Atheists succeed in getting Bibles thrown out of college rooms

It's customary to see a copy of a bible in your hotel room. 

Most are placed by the Gideons, but others may be placed there by other publishers. 

The idea is that guests have reading material which they can use for prayer and reflection, or just as something to read, even if they aren't believers.

However, the amenity is proving too much for some atheists who demanded the Bible be removed from the campus's rooms.

The Freedom From Religion Foundation complained to the University of Wisconsin that the placement of the Bibles constituted an endorsement of Christianity.

Although the obvious answers might be, "So what?" or merely, "So?" the university bent backwards to placate the atheist group which is infamous for bringing lawsuits against any type of Christian display that could possibly be construed as a government endorsement.

Instead, only atheism should reign in government spaces as the activity of the group suggests.     

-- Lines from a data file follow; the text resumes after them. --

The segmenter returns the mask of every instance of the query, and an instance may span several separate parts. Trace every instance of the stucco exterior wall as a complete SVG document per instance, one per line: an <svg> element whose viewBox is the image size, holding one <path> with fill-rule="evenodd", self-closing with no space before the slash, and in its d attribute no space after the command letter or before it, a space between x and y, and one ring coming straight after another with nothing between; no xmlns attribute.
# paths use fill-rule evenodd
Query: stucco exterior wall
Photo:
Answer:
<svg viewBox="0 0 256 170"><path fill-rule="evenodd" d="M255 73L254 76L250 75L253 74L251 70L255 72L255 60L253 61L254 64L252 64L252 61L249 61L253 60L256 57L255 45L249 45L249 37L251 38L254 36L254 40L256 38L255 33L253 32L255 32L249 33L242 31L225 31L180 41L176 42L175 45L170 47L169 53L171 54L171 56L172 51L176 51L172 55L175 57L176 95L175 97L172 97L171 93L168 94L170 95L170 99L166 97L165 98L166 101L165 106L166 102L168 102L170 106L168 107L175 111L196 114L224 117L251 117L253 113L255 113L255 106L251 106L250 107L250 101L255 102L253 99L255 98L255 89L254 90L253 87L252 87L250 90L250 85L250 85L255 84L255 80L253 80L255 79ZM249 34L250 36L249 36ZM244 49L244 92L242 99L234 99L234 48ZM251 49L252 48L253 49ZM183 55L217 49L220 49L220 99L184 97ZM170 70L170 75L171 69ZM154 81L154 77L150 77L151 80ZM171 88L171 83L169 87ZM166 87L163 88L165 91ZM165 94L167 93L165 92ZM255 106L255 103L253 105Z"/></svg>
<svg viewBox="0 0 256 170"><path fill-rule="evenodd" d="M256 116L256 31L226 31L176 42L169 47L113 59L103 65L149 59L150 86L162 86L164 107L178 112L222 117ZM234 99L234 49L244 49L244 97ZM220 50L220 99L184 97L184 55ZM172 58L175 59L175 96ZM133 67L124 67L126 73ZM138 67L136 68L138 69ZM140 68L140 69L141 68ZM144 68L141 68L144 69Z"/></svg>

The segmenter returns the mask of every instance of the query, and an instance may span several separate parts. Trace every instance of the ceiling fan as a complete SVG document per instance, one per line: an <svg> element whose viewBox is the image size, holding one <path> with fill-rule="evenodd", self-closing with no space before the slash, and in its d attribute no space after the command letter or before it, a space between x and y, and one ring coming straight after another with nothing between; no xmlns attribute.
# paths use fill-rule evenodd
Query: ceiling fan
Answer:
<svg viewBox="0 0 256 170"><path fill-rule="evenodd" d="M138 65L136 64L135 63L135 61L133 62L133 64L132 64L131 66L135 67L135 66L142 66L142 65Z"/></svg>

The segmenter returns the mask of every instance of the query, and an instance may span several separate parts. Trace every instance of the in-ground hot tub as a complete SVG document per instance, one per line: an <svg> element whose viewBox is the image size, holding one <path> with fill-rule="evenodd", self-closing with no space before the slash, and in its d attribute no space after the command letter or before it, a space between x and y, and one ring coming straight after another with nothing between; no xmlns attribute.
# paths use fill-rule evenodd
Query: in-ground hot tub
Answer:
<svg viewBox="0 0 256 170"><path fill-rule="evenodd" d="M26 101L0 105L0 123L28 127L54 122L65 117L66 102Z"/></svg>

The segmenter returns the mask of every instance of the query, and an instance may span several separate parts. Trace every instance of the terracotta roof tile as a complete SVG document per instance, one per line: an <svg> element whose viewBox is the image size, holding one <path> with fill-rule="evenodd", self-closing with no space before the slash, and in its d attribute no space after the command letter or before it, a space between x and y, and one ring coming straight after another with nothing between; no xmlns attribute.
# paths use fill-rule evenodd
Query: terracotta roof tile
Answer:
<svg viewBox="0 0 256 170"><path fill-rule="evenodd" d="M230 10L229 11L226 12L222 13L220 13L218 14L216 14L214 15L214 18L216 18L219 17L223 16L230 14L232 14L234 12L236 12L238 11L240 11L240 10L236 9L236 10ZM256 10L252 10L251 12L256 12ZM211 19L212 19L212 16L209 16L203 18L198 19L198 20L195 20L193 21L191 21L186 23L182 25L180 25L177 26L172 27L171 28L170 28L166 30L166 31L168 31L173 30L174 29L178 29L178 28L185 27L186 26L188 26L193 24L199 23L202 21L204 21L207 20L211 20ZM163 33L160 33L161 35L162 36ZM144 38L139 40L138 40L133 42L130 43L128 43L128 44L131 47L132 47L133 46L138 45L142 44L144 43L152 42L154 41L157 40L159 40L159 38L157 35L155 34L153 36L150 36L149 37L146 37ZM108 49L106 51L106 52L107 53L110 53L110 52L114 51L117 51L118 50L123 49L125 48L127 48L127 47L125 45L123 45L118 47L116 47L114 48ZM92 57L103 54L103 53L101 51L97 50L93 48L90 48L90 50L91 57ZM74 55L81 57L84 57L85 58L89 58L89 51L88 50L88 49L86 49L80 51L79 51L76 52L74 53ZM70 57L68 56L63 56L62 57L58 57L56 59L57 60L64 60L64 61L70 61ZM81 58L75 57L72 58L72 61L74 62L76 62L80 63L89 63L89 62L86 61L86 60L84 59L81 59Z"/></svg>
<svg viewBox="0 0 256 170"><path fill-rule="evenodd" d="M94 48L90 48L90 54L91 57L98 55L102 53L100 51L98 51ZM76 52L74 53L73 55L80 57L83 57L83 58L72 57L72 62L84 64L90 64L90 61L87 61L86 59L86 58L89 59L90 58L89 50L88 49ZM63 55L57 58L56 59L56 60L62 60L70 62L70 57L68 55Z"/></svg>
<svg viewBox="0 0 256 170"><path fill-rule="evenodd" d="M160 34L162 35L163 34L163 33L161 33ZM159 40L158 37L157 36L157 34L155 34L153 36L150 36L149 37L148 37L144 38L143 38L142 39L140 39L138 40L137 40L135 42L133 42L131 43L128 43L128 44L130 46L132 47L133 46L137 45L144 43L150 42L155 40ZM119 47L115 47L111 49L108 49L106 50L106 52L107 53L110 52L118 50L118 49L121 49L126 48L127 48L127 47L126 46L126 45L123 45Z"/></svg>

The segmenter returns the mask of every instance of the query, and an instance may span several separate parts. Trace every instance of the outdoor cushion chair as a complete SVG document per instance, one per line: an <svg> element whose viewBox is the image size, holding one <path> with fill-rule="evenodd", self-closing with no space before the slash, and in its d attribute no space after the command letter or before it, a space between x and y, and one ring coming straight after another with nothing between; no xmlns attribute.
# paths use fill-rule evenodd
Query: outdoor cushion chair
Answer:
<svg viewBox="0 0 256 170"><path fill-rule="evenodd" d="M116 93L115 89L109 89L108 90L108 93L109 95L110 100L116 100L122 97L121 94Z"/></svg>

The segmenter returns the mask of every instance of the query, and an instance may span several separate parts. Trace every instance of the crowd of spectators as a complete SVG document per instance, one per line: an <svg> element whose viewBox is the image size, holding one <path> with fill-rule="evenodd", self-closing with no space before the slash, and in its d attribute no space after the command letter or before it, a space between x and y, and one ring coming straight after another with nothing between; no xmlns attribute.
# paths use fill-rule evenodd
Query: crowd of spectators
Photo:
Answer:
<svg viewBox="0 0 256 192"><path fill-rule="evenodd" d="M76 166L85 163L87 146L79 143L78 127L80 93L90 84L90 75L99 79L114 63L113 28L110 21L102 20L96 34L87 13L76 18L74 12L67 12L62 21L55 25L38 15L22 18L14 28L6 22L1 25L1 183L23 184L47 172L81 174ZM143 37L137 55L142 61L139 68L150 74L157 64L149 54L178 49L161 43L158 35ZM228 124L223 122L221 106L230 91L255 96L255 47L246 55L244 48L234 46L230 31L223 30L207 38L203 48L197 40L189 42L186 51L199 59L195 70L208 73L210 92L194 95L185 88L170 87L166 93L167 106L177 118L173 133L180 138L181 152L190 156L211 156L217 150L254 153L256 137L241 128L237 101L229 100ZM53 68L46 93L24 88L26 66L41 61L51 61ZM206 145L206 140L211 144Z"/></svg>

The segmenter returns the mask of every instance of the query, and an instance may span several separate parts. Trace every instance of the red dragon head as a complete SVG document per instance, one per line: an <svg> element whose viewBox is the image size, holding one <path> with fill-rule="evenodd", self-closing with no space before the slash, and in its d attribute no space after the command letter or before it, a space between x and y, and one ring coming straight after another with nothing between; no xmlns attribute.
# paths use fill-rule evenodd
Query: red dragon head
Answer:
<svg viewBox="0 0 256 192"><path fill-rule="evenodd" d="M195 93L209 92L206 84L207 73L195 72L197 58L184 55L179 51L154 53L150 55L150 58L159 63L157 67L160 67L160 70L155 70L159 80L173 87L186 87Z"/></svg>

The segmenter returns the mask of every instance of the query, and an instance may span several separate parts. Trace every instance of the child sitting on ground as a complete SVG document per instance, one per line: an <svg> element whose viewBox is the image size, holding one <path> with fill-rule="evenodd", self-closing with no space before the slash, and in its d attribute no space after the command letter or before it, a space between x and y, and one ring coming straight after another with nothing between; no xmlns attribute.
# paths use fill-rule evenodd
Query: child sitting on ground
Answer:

The FFRF sent a letter to the university asking them to remove the Bible and the University replied on Nov. 25 in a letter from Bill Mann, director of the University of Wisconsin-Extension's conference centers. 

"We reviewed the concern raised about the placement of Bibles in our guest rooms and decided to remove them. We want to make sure all guests are comfortable in our lodging," he wrote in a statement.

It should not be surprising however, since public universities have long been bastions of atheism.

Fortunately, the FFRF attorney acknowledged that at least private hotels have the right to place Bibles in their rooms.

The FFRF continues to pursue cases where it feels the establishment clause of the U.S. Constitution has been violated.